Secondly, it was but Sunday past that Pete Hicks (Crayfolk, Skinner's Rats, Slattery, Dickie (Cisco) Bishop and the Sidekicks, Barber's Jazzband) a folk singer/musician, 12-string-player, and tenor banjo player (not always the same things) generally to be admired, reminded me that it was a long time since Jacqui died. That may be the way that clocks measure six months. But I am still collecting any stories and memories of her life that other folkies who knew her in the great soup of 60s London may be able to contribute. You did not forget her. A blonde with hair several feet long, and a size 6 although 5 foot 8". And a husband who played clawhammer from hell. But he played DIFFERENT J-45, at least in later years. One slightly awkward folk evening we were all three there and he had not got his guitar with him so played hers. Halfway through the intro he bent a string hard and it did not return true. He stopped, said "My Gibson wouldn't have done that", tweaked one string (it had to be the right one of course), and resumed. In the 60s he had a Levin Goliath, but it ended up floating down the Ganges.

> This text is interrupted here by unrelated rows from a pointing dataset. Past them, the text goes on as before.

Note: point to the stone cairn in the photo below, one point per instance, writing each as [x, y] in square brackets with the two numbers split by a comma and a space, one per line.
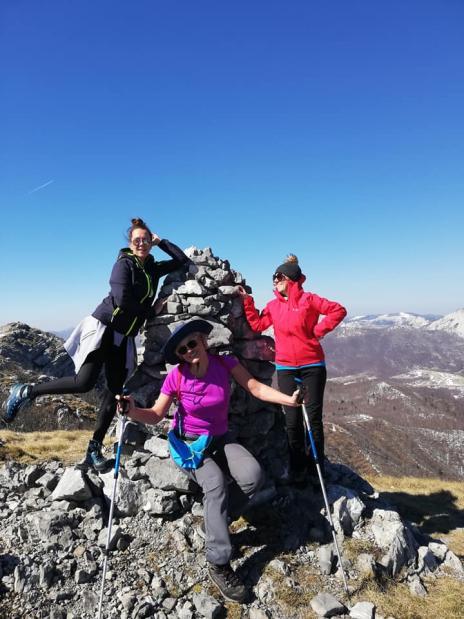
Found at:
[208, 290]
[53, 517]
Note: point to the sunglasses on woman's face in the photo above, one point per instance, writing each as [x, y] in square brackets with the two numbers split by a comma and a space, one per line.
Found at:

At the wake for Brixton Bert, a luthier who used to know her (she was standing by me at the time) came up to me and said of her Hagstrom (pegbridge j-45, 1963) "I knew a girl who had a guitar just like that once". I was then able to tell him to look over his shoulder and see her again. Take a bow Pete Chopyn (Crayfolk). He once made her a dulcimer, perhaps with an ulterior motive, which I am told was not gratified.

I now have her Hagstrom largely restored (thank you Brian Rodgers, recommended luthier if you are near Chatham, Kent), and I am slowly polishing off the wax reside that her 40 years of love for it, armed with wax furniture polish (despite, for 25 years, my objections) left.

I now have back from the luthiers the almost identical Hagstrom that I bought her on ebay for use as a spare, and then discovered was a wreck. Thank you Graham Noden, underneath Andy's, Denmark Street, London. Great job, great price. I shall play it myself in stead.

So far I have only one person who remembered seeing "the Chapmen" (unaccompanied, heavily researched, traditional harmony) - her main band in the 60's - live. I'd love to hear of more. But we should also remember the family members (no names no pack drill) who assert that her muse deprived them of the primacy that normative standard required.

So many songs she knew. So many I have yet to learn.

If you think this is self indulgent, tuff.